Freddie Figgers was left to die, but thanks to a knack for technology he went on to become a billionaire. Still, he never forgot about the man who helped him the most.
Thrown away in a dumpster
Freddie Figgers’ life had a devastating start. Just hours after being born, his mother, a drug addict, tossed him in a dumpster.
When he was discovered, Figgers was put into the foster care system and quickly taken in.
Figgers’ foster family had fostered 100 kids before him and had only adopted two, but there was something about Figgers that they couldn’t leave in the system.
“They were nearing 70, so adopting a newborn baby wasn’t part of their plans, but having seen the ordeal I’d been put through, they didn’t want me to go through the care system,” Figgers wrote in a heartfelt story for The Guardian.
He was obsessed with computers from a young age
Figgers was raised in a small town and was called “Dumpster Baby” by mean kids at school.
“I thought: did somebody really throw me away? Am I trash or a person? It bothered me for a long time but I overcame it. I had a mother and father who loved me,” Figgers wrote.
Instead of relying on friendships, Figgers turned to computers. His adopted father bought him a $24 Macintosh computer from a flea market. It didn’t work, so Figgers pried it open and figured out he needed to get it running.
“I took parts from the clock radio to put in the computer,” he wrote. “After about 50 attempts, I got it to work.”
At just 12, Figgers got his first job as a computer technician at city hall.
“By 14, I’d started writing code; after that, I remember sitting at a computer for two days in a row without even being hungry,” he wrote. “I loved it.
Figgers went on to help move a car dealership’s files to the cloud and did the same for other companies.
“I was earning good money at 14, but I was always saving because I knew I wanted to start my own telecoms company.”
He built technology that helps others
Figgers’ adopted father wasn’t like other dads due to his age. At 70, he couldn’t really throw a ball around very well.
When Figgers was 17, his father’s age really caught up with him as he was diagnosed with dementia. That meant he’d wander off in the middle of the night without a shirt on — but he’d always wear shoes.
“I took one and embedded a circuit board in the sole, which had a speaker and a sensor,” Figgers wrote. “When my father left the house, I could go to my phone or computer and say, ‘Hey, Dad, where are you?’ and my voice would play from the speaker in his shoe.”
The young entrepreneur managed to sell the technology for $2.2 million and planned to buy his dad the fishing boat he’d always wanted.
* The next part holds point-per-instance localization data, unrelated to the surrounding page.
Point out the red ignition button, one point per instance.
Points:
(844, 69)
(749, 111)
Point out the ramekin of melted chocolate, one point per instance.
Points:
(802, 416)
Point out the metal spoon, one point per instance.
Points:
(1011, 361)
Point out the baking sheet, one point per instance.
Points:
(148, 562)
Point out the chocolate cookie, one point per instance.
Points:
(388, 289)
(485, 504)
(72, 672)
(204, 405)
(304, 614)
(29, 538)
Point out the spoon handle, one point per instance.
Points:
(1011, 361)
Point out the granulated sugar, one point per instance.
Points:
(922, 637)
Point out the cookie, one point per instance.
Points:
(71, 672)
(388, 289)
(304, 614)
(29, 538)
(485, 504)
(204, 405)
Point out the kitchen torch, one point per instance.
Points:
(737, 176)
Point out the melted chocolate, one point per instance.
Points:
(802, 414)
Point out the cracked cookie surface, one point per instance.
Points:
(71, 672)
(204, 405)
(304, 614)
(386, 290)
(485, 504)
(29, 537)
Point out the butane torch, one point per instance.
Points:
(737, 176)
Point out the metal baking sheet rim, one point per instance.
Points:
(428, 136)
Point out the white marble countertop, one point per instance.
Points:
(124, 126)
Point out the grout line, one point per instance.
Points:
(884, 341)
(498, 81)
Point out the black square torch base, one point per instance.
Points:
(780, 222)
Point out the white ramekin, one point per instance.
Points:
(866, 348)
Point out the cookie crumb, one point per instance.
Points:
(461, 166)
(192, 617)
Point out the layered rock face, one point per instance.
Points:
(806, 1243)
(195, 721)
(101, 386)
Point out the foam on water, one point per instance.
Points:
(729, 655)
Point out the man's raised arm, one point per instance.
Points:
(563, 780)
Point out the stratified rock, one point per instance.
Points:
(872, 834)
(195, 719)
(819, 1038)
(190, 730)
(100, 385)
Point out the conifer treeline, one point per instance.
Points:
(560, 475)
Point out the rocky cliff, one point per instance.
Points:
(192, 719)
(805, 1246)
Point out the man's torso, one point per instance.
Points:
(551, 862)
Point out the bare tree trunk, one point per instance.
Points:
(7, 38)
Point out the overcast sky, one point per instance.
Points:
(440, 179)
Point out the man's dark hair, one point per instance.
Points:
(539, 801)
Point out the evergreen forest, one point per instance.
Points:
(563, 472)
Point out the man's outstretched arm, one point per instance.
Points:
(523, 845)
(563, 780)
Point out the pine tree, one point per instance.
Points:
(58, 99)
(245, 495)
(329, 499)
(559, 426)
But he was too late.
Figgers’ dad died 48 hours after his son became a millionaire.
He never forgot the people who helped him most
Instead of buying a boat, Figgers invested in things to help people such as a meter for diabetics to share glucose levels via Bluetooth.
“By 24, I’d developed 80 custom software programmes,” he wrote.
Now a 31-year-old millionaire and CEO of Figgers Communication, he runs a foundation that helps children in foster care — just like he was.
Figgers said he wouldn’t have been able to get to this point without his loving father.
“I owe my parents everything because they showed me compassion and the power of having good people around you,” he wrote. “I never heard my father yell or get angry. He died in 2014, but ever since I was a kid, I knew that was the pair of shoes I wanted to step into.”
Love can move mountains
It certainly isn’t easy to adopt a child and there are so many stories about children desperate to reconnect with their birth parents.
But adoption can also be a beautiful, life-changing act. Despite not sharing DNA with a child, parents can have a deep bond that helps to influence a young life. Who knows, that adopted child might grow up to become a millionaire.